Japan tried to shore up the value of its currency Thursday by buying yen and selling US dollars for the first time in 24 years.
The yen had earlier plunged to its lowest level since 1998 after the Federal Reserve hiked interest rates aggressively while the Bank of Japan kept its rates in negative territory in a bid to boost its fragile economic recovery. The currency has lost about 20% this year against a surging US dollar.
“In the current foreign exchange market, we are seeing rapid and one-sided movements against the backdrop of speculative activities,” Japan’s vice finance minister for international affairs Masato Kanda told reporters on Thursday.
“The government is concerned about these excessive fluctuations and has just taken decisive action,” he added.
Thursday’s decision marks the first time since 1998 that the Japanese government intervened in the foreign exchange market by buying yen.
Earlier Thursday, the Bank of Japan announced that it would maintain its ultra-loose monetary policy, reinforcing its outlier status among G7 nations that are raising interest rates to tame inflation.
The central bank held interest rates at minus 0.1%, just hours after the Fed made history with its third straight three-quarter percentage point rate hike, taking benchmark US rates up to between 3% and 3.25%.
That initially sent the yen plunging to 145 to the US dollar.
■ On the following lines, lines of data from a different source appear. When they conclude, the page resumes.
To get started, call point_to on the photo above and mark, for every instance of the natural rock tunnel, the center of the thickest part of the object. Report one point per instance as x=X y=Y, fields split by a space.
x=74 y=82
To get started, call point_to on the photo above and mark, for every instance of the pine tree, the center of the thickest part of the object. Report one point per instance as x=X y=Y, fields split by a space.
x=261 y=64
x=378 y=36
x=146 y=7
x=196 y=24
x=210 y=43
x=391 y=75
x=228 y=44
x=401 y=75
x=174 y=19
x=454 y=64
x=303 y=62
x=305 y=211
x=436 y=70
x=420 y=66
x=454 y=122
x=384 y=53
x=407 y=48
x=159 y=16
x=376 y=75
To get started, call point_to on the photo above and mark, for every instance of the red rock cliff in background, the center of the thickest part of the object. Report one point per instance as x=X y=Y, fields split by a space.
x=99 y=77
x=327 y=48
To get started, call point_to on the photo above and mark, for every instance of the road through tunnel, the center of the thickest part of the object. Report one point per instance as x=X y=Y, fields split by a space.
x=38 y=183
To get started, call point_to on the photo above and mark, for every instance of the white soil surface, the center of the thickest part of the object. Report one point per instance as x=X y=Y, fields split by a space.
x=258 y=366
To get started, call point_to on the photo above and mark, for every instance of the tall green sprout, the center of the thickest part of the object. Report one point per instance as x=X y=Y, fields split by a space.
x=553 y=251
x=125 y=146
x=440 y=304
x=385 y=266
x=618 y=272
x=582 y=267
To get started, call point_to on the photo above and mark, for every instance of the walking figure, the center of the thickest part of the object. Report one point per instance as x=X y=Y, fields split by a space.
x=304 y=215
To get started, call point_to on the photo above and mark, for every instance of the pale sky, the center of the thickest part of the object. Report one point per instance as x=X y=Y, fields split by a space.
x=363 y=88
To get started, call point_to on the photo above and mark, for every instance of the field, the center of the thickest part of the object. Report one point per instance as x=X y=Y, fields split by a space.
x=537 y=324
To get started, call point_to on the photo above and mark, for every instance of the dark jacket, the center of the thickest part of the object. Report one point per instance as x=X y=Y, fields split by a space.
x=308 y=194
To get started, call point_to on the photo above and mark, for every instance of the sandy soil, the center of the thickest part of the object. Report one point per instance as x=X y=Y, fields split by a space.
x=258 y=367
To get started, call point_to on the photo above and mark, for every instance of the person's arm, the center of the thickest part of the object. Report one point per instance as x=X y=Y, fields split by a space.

Those losses were reversed following news of the intervention, however, and the yen was last trading at around 141, up 2%.
Finance Minister Shunichi Suzuki told reporters at a press conference that the currency intervention had some effect and that Japan would not accept excess volatility in the market.
But he declined to comment on whether the intervention was conducted with US support, saying only that Japan was in “regular contact with countries concerned.”
Japan was believed to have been selling dollar-denominated assets it holds, such as US Treasuries, Japanese news agency Kyodo reported.
Japan last intervened to support its currency during the Asian financial crisis in 1998. But it had intervened more recently — in November 2011 — to prevent the yen appreciating too rapidly against the dollar, public broadcaster NHK reported.